The Public Plan Endgame

In the face of rising premiums and carrier exodus from markets across the country, leading Democrats and presidential candidate Hillary Clinton have expressed support for a public plan option for health insurance. Supporters say that a government-run plan would provide stability to the fragile – many would say “failing” – state health insurance exchanges.

 Negative margins finally made it a no-brainer for insurers to step back from the exchanges. Several major issuers have exited Affordable Care Act markets across the country over the past 10 months. At least five states are now left with only one option for exchange customers. As of October 2016, few players were actually generating a profit (examples are Medicaid players Molina and Centene, and marketplace plans from BlueCross BlueShield Florida).

 Speaking of losing money, remember co-ops? During the passage of health reform in 2009-10, cooperatives were the public plan alternative Democratic leaders and the White House knew could muster votes. Today, only six of the 23 original co-ops have survived, most shuttering due to premium underpricing, risk corridor shortfalls, and problems with risk adjustment.

 Seven years later, Democratic leaders are once again touting the idea of a public option, an idea considered too far afield even in 2009 when Democrats controlled the House, the Senate and the White House.

A Democrat-led resolution in the Senate would push for a public option as a marketplace competitor to private carriers. Were a public option set up in a way that ties reimbursement to Medicare rates, it would have a competitive advantage over private plans.

The Democratic resolution points out that the public option could be implemented through the waiver process. Hillary Clinton, potentially working with states interested in creating a public option via the so-called Sec 1332 waiver process, is one way to also achieve a semi-public option. As a reminder, the final Democratic platform alludes to state innovation waivers that passed as a part of the ACA.

Public plans would be able to offer lower premiums than existing private ones. Many private insurers participating in 2017 are asking for 30-50 percent rate increases due to a sicker-than-anticipated population, pricey mid-year enrollees and other reasons, such as questionable third party payments.
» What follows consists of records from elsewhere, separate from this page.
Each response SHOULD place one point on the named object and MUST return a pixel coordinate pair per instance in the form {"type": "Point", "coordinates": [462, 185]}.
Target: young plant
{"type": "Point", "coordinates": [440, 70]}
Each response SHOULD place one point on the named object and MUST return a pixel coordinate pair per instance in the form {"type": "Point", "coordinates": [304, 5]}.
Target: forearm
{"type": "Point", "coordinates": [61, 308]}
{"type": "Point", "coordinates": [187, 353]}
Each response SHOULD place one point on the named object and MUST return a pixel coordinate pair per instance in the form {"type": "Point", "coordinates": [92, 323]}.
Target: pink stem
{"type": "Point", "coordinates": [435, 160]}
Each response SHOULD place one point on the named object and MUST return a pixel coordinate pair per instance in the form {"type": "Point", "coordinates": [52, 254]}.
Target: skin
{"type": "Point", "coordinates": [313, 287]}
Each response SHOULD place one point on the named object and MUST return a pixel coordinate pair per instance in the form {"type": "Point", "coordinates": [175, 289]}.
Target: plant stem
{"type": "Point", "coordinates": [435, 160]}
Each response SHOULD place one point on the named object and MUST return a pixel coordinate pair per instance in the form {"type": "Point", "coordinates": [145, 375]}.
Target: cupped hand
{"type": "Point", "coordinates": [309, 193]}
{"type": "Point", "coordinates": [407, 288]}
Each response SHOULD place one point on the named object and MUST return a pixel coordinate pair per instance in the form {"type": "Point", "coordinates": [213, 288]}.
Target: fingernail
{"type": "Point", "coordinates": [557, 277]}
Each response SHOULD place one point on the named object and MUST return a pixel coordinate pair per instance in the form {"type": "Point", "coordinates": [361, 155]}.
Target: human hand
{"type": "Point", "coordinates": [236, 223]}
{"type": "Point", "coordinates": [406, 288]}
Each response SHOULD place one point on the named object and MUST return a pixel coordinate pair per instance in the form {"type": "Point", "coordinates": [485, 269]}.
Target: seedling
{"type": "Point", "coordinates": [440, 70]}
With a public option competitor, already-struggling insurers would have little incentive to stay in the game.

 Another important set of stakeholders — physicians and providers like hospitals — would likewise be displeased with the prospect of Medicare-level reimbursement rates for the ACA population. 

Proponents say a public plan option could be structured the same as its competitors, essentially becoming another choice for consumers. Without any special advantages, would the government option do a better job negotiating prices than private insurance companies?  Would it really be a more affordable option for consumers?  Skeptics say no. 

Not to mention vehement opposition from Republicans and moderate Democrats who brought down the original public option in the ACA.

And a potential President Clinton going alone — without industry support — could have the same result as Hillarycare in the 1990s.

Which begs the question – what’s the upside?

For Clinton, championing a public option could just be political savvy. Pushback from carriers is going to be met with the same response every time: if you don’t like it, participate competitively on the public exchanges. With broad participation and price competition, a public option becomes moot.

The idea can easily become a bargaining chip in compromising with Congress over some of the healthcare reform and innovation that’s grown out of Clinton’s own presidential campaign.

By pushing the public option, Clinton may have found a way to fix the exchanges — pressuring broad participation — while holding onto political capital to spend on her own agenda. Clinton may even be able to warm carriers more to her ideas such as opening Medicare to people over the age of 55 if she can dangle Medicare Advantage-like subsidies in front of them and promise to shelve the public option.

The greater question may be whether President Obama, Bernie Sanders, and the majority of the Senate Democratic conference embrace Clinton’s endgame. A public option on its face has few other paths to success.